Marzieh Hashemi, the TV anchor on Iranian state television who was jailed Jan. 13 in the U.S., is a Black Muslim journalist born in the United States. Protesters demand to know exactly why she was detained by federal agents in St. Louis after visiting relatives in the New Orleans area.
On Friday, federal officials said she was jailed as a material witness but not charged with any crime, the Associated Press reported. But the government has released few other details.
Hashemai, who was born Melanie Franklin, usually returns to the U.S. from Iran at least once a year to visit family and to work on documentaries, her son said. She was detained during this most recent visit after filming a Black Lives Matter documentary.
It’s unclear to Hashemi’s family how long she will be held behind bars and the nature of the criminal case in which federal authorities named her as a witness for a grand jury hearing. Hashemai, 59, was appointed an attorney and has appeared twice in federal district court in Washington.
Many are calling her detention politically motivated. This comes against the backdrop of renewed hostility with Iran under the Trump administration. At the same time, Trump has shown a level of animosity for journalists that press freedom groups like the New York-based Committee to Protect Journalist said is typically found in countries that lack press freedom like Iran.
Former U.S. Congresswoman Cynthia McKinney has demanded answers about Hashemi’s detention.
McKinney, who described Hashemi as a “sister” and “friend,” said the journalist told her own family members that officials have mistreated her in the prison facility.

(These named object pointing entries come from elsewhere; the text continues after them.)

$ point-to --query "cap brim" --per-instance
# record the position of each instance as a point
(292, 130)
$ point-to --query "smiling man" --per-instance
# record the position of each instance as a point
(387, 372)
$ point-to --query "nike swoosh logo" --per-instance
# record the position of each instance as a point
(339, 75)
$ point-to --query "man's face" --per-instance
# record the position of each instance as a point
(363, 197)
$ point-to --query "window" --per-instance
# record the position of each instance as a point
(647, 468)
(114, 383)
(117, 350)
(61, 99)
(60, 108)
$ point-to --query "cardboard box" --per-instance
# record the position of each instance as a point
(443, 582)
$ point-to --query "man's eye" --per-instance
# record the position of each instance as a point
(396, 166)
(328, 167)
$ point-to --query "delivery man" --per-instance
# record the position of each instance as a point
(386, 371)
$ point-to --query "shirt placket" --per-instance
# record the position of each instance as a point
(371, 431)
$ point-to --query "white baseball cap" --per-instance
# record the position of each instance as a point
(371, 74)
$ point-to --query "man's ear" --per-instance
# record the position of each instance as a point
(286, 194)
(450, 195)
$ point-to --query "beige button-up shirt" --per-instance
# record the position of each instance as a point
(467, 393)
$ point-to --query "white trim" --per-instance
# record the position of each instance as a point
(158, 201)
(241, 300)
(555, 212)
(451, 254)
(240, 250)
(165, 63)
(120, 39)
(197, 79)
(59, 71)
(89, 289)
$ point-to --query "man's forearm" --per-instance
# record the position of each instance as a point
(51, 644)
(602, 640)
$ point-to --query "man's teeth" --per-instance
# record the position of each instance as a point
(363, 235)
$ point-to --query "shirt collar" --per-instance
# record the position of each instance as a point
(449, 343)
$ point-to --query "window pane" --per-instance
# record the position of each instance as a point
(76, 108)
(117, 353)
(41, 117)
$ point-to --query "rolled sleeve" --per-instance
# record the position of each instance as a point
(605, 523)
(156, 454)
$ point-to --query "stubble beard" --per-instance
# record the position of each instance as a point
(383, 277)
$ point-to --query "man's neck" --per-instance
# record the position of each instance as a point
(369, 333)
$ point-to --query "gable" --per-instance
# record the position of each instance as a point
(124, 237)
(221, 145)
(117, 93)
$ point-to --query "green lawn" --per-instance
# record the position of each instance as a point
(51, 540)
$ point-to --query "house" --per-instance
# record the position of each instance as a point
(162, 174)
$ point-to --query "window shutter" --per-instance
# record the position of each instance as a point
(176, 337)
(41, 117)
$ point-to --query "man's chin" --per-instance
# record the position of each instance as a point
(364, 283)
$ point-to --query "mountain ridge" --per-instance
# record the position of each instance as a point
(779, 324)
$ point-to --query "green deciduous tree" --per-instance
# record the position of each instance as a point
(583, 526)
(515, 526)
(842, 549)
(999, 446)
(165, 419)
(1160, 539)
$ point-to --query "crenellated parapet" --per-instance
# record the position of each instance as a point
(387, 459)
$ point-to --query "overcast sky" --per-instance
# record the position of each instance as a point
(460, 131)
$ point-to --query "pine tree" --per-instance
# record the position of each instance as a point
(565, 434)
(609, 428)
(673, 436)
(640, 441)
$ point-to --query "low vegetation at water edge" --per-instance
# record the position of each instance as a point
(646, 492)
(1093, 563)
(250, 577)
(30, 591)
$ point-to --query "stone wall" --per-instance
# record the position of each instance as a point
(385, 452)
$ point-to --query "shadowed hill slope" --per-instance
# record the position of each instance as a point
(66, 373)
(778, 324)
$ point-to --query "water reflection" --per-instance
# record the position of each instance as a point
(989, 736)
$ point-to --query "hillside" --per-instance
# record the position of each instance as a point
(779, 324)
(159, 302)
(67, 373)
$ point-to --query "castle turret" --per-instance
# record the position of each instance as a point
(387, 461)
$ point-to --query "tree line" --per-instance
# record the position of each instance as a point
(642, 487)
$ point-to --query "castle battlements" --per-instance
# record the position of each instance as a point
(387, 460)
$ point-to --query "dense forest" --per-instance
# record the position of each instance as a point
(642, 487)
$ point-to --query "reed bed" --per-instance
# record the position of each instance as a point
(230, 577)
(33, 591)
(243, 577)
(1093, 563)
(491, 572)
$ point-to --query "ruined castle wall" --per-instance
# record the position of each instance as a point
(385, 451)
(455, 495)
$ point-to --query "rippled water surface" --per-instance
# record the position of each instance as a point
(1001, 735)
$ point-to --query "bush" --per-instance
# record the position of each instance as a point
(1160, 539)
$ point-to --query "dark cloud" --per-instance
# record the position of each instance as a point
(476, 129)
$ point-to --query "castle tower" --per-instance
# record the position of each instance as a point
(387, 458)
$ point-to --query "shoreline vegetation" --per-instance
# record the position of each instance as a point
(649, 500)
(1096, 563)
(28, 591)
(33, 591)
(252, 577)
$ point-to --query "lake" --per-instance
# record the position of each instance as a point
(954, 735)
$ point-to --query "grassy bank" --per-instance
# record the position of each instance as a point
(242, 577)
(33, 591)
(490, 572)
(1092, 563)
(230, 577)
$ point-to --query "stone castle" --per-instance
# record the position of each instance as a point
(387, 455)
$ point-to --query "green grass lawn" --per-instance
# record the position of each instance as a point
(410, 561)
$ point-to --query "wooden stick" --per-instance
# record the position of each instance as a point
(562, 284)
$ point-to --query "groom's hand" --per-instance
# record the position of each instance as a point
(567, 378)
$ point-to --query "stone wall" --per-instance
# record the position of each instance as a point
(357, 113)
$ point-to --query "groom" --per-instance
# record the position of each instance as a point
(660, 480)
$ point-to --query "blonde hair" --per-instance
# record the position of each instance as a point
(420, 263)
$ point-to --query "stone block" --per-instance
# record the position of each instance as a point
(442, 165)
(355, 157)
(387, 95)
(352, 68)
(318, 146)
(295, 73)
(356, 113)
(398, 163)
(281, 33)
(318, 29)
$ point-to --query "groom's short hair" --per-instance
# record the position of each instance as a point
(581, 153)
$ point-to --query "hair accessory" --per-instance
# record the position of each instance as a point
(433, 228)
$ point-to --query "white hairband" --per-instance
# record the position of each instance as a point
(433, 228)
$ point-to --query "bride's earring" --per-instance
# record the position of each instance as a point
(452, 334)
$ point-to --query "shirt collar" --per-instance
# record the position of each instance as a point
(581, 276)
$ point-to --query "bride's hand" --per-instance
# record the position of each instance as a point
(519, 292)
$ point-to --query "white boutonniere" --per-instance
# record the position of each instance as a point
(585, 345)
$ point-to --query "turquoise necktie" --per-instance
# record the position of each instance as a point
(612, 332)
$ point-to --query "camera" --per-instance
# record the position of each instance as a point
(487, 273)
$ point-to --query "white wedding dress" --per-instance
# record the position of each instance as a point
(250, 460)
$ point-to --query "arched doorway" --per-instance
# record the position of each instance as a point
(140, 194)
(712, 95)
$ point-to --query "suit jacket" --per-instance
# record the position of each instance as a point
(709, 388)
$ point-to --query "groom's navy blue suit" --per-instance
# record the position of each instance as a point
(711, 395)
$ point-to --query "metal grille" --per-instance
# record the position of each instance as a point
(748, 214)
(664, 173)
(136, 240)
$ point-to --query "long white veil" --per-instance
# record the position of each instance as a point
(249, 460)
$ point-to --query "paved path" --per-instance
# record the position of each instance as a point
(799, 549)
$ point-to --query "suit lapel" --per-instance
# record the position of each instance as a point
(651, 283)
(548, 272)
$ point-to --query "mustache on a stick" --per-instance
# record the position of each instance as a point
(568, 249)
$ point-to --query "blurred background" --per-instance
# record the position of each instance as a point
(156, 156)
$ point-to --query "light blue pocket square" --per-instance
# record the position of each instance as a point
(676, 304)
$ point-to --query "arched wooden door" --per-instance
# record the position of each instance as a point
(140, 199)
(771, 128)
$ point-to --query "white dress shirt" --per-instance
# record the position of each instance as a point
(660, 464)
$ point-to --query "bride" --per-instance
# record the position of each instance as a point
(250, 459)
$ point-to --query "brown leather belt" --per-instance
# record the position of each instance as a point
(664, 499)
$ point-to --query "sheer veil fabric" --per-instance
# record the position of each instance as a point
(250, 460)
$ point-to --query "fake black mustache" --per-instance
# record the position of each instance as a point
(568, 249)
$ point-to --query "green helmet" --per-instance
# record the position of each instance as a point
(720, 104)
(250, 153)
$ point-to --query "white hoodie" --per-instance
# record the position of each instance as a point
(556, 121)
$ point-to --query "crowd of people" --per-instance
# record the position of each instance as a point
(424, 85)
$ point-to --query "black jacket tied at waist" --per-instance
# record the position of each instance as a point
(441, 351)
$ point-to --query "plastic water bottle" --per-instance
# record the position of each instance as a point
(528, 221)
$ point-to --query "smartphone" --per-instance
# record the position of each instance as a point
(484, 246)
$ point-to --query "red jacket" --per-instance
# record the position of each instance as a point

“She described her hijab having had been removed against her will and that she is being treated as a criminal. The prison officials have also denied her access to halal or vegetarian dietary options for the past few days, only serving her meals with meat which she has refused to eat. She mentioned that she had only been able to eat Pretzels and bread,” McKinney said in a series of tweets posted on Jan. 15.
The authorities are permitted under federal law to detain witnesses if their testimony has high value for a criminal case and if that person would be a flight risk and unlikely to respond to a subpoena, according to the AP.